Josh Reviews Love & Other Drugs

When we first meet Jake Gyllenhaal’s character Jamie Randall at the start of Edward Zwick’s new film Love & Other Drugs, we learn immediately that Jamie is a fast-talking salesman who seems to be able to convince anyone to buy anything, and also that he is quite a ladies man who is not above having sex with a woman he knows to be involved with someone else.  In this case, the “someone else” happens to be his boss, which results, no surprise, in Jamie’s quick exit from that job.  His brother, though, is able to help him land a job selling drugs for Pfizer.  Since this film is set in 1996, it’s not a tremendous surprise that this fast-talking salesman soon finds himself involved in selling a certain call-your-doctor-if-your-erection-lasts-more-than-four-hours love drug.  While all that is happening, Jamie gets involved with Maggie Murdock (Anne Hathaway), a vivacious, free-spirited young woman who, for reasons that become clear later in the film, is reluctant to let their sexual encounters deepen into anything more meaningful.

Quite a lot has been made of all of the nudity in this film, and with good reason.  We certainly get to see quite a lot of the skin of both of the two good-looking leads.  Ms.
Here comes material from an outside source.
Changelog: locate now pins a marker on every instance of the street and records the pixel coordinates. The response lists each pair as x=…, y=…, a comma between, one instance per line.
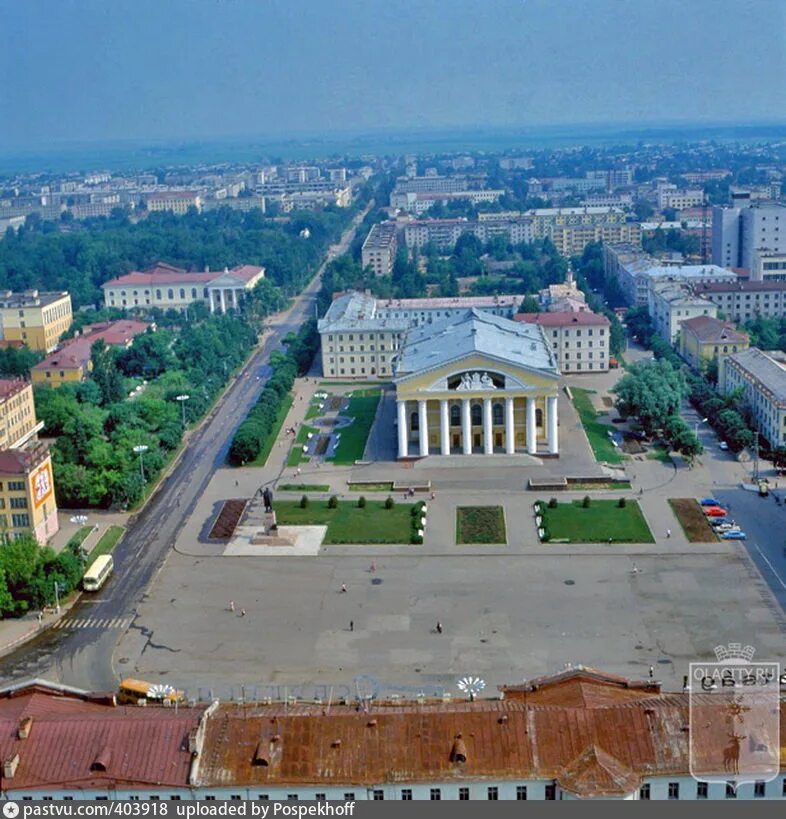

Hathaway, in particular, spends an enormous amount of screen-time in the nude.  Note to filmmakers: there’s no better way to get a guy interested in your romantic comedy than by including copious amounts of Anne Hathaway nudity.

And make no mistake, Love & Other Drugs is a romantic comedy.  I get the sense that the filmmakers had something a little more serious on their minds with this film, what with the third-act shift into dramatic territory as Maggie and Jamie struggle with the implications that her illness has on her future, and on the possibility of their building a life together.  But despite that, the film follows the standard romantic comedy tropes.  The couple meets cute, sparks fly, there’s an obstacle that causes them to separate, and then they’re reunited in the end, happily ever after.

There’s a lot that I enjoyed about Love & Other Drugs.  (BESIDES the Anne Hathaway nudity!!)  Both Mr. Gyllenhaal and Ms. Hathaway are dynamic, charismatic leads.  I think they have a strong chemisty on screen together, and I enjoyed watching them interact.  The first half of the film has a fun, jaunty tone with a lot of humor.  And I respect the filmmakers for trying to introduce some narrative ideas of more depth into the film’s second half.  But ultimately, I was disappointed to find that the film was unable to break out of the boringly familiar romantic comedy formula.